First, the Board misconstrued the statutory framework that governs this dispute-the complementary activities authority contained in the Gramm-Leach-Bliley Act. See 12 U.S.C. § 1843(k)(1)(B). That authority is an exception to the general statutory prohibition on non-banking activities by bank holding companies. See id. § 1843(a)(2). The complementary activities authority thus by definition expands the range of permissible activities. But the Board's Order nullified Congress's design by denying Canandaigua's application because the proposed activity is a prohibited non-banking activity. If the Board's reasoning were correct, nothing would qualify as a complementary activity. Precedent counsels against giving the statute such a self-defeating interpretation. See, e.g., Nat. Res. Def. Council v. Abraham, 355 F.3d 179, 197 (2d Cir. 2004) (rejecting interpretation that would have rendered a statute "inoperative, or a nullity").
Second, the Board did not adequately account for a crucial aspect of Canandaigua's proposal. Canandaigua agreed to limit any exposure to real estate flowing from its cash guarantee mortgage program to less than 0.1 percent of its assets (and around only one percent of its Tier 1 capital). The Board acknowledged the relevance of this risk-mitigation mechanism, but nevertheless disregarded it when conducting the statutory safety-and-soundness inquiry. See Order at 8-9 (PA258-259). This defect in the Board's analysis defied the Administrative Procedure Act's requirement that agencies give satisfactory explanations for their decisions that account for all important aspects of an issue.

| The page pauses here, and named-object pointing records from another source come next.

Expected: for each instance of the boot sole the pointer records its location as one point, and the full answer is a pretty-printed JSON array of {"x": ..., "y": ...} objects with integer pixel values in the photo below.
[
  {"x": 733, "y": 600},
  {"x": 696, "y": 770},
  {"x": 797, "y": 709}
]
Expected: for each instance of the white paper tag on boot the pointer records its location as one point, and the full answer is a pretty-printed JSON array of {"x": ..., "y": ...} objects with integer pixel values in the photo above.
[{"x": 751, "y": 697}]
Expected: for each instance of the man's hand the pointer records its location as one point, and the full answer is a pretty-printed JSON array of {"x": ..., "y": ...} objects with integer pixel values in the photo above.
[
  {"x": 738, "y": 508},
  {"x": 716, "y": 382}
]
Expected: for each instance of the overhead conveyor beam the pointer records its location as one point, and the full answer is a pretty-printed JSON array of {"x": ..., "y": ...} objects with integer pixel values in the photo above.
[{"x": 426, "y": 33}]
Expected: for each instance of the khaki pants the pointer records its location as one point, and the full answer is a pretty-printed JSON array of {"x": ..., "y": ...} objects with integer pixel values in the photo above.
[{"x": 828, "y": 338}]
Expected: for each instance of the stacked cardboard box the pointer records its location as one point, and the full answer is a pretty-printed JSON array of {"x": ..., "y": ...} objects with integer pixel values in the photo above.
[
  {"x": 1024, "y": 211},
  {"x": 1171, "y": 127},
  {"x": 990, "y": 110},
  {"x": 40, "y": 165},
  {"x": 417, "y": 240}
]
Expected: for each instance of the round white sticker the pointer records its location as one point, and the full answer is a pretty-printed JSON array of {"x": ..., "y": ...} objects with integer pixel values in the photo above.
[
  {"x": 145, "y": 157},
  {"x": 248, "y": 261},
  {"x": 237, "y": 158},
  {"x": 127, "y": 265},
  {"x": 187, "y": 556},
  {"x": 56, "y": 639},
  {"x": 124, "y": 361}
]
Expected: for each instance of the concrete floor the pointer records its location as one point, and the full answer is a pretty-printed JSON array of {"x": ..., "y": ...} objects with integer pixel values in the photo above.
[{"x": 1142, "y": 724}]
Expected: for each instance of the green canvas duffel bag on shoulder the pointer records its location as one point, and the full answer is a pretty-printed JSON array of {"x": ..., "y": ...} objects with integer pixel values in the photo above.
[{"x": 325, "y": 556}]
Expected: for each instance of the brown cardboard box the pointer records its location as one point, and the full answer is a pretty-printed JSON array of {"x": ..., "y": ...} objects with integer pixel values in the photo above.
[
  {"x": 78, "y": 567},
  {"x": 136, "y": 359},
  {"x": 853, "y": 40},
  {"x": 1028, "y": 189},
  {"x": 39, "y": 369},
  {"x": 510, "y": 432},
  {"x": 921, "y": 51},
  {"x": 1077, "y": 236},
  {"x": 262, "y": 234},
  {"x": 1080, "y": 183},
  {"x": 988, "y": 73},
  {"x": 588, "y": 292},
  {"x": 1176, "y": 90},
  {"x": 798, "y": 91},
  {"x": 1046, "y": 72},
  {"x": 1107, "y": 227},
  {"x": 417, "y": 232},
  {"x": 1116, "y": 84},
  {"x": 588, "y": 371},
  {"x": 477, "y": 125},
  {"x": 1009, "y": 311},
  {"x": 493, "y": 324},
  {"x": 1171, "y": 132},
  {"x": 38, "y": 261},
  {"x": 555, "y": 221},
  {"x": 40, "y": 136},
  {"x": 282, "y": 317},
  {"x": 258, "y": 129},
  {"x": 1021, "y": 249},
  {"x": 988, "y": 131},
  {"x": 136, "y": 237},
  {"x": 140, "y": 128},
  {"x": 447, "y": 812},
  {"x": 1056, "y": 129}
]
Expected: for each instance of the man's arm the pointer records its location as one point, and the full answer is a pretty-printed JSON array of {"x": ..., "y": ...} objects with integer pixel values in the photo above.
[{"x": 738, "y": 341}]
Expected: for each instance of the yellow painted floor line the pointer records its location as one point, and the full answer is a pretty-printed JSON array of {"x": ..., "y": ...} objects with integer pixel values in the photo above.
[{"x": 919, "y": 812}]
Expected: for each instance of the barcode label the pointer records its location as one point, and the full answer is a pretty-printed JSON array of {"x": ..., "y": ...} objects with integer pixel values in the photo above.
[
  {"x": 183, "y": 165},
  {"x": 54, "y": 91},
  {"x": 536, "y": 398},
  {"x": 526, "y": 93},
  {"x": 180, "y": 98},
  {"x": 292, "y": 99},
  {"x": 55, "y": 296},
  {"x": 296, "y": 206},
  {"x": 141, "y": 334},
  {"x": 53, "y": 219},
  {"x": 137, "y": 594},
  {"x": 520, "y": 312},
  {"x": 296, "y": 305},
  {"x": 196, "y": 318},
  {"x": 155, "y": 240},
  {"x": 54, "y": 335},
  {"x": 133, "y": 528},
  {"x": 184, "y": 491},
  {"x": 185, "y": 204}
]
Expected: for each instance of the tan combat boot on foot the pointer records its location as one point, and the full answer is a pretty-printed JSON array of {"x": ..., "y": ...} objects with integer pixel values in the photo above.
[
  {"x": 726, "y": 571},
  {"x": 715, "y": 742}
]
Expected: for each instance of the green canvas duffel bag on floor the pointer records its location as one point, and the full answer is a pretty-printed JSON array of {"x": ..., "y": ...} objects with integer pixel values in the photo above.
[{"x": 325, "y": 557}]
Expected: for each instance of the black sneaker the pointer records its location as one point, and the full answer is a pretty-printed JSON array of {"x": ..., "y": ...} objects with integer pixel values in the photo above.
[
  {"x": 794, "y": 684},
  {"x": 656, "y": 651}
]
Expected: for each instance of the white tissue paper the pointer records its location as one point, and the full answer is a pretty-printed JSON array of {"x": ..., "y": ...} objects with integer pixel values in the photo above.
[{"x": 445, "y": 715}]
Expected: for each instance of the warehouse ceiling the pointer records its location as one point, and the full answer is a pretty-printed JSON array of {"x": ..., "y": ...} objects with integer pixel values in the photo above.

Each of these errors provides an independent ground for this Court to grant the Petition for Review and remand to the Board for further proceedings. Amici offer no prediction whether, with those deficiencies addressed, the Board could come to the same conclusion on remand. Whatever conclusion it reaches, however, the Court should be aware that this dispute-concerning a community bank's desire to compete more effectively with nonbank lenders in the Rochester, New York, real estate lending market-arises in the context of a statutory scheme that governs a broad range of other geographic markets and potential activities. Given that dynamic, and given the importance of the underlying legal issues to financial holding companies, Amici urge the Court to decide this case no more broadly than required. Cf. PDK Lab'ys, Inc. v. DEA, 362 F.3d 786, 799 (D.C. Cir. 2004) (Roberts, J., concurring in part and concurring in judgment) (citing "the cardinal principle of judicial restraint" that "if it is not necessary to decide more, it is necessary not to decide more").
To read the full brief, please click here, or click on the download button below.
[1] Pursuant to Circuit Rule 29.1(b) and Federal Rule of Appellate Procedure 29(a)(4)(E), amici state that no party's counsel authored this brief in whole or in part and no person-other than amici, their members, or their counsel-contributed money intended to fund preparing or submitting this brief.
[2] Amici have authority to file this brief under Federal Rule of Appellate Procedure 29(a)(2) because all parties have consented to its filing.